Looking to prove that the following series converges conditionally

$$\sum _{n=1}^{\infty}\frac{(-1)^{n+1}(1+n)^{\frac{1}{n}}}{n}$$

Plugging in some terms I see that,

$$\sum _{n=1}^{\infty}\frac{(-1)^{n+1}(1+n)^{\frac{1}{n}}}{n} = 2 - \frac{-\sqrt{3}}{2} + \frac{^4\sqrt 4}{3}-...$$ so this series is alternating

Using the alternating series test,

let $a_n =\frac{(1+n)^{\frac{1}{n}}}{n}$

$\lim a_n = \frac{(\frac{1}{n}+ \frac{n}{n})^{\frac{1}{n}}}{\frac{n}{n}} = \lim1^{\frac{1}{n}} = 1 \ne 0$. Therefore by the Alternating series test, this diverges.

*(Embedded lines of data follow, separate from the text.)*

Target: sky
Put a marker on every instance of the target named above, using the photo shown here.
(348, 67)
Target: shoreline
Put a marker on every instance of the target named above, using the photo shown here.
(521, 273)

If this working is correct then how do I show its conditionally convergent?

Answer 1

Take

$$\sum_{n=1}^\infty\frac{(-1)^{n+1}}n\cdot\sqrt[n]{1+n}$$

Now, $\;\sum\limits_{n=1}^\infty\frac{(-1)^{n+1}}n\;$ converges, whereas $\;b_n:=\sqrt[n]{1+n}\;$ is monotone and bounded, thus by Abel's Test we have convergence

Added on request: It is not absolutely convergent because

$$\frac{\frac{\sqrt[n]{1+n}}n}{\frac1n}=\sqrt[n]{1+n}\xrightarrow[n\to\infty]{}1$$

and thus our series converges iff the harmonic one does (this is the limit comparison test), but the harmonic one does not converge...

Answer 2

Hint: Use the squeeze theorem:

$$\frac{n^{1/n}}{n}\leq \frac{(1+n)^{1/n}}{n} \leq \frac{(2n)^{1/n}}{n}$$

Answer 3

By the AM-GM inequality, $$(n+1)^{1/n}=\left(\frac{2}{1}\cdot\frac{3}{2}\cdot\ldots\cdot\frac{n+1}{n}\right)^{1/n}\leq 1+\frac{H_n}{n}\leq 1+\frac{\log n}{n}\tag{1} $$ hence: $$ \sum_{n=1}^{N}\frac{(-1)^{n+1}(n+1)^{1/n}}{n} = \sum_{n=1}^{N}\frac{(-1)^{n+1}}{n} + \sum_{n=1}^{N}\frac{(-1)^{n+1}\left[(n+1)^{1/n}-1\right]}{n} \tag{2} $$ and the original series is the sum between a well-known conditionally convergent series and an absolutely convergent series (by the $p$-test). Since $\sum_{n\geq 1}\frac{(-1)^{n+1}}{n}$ is not absolutely convergent, the original series is conditionally convergent but not absolutely convergent.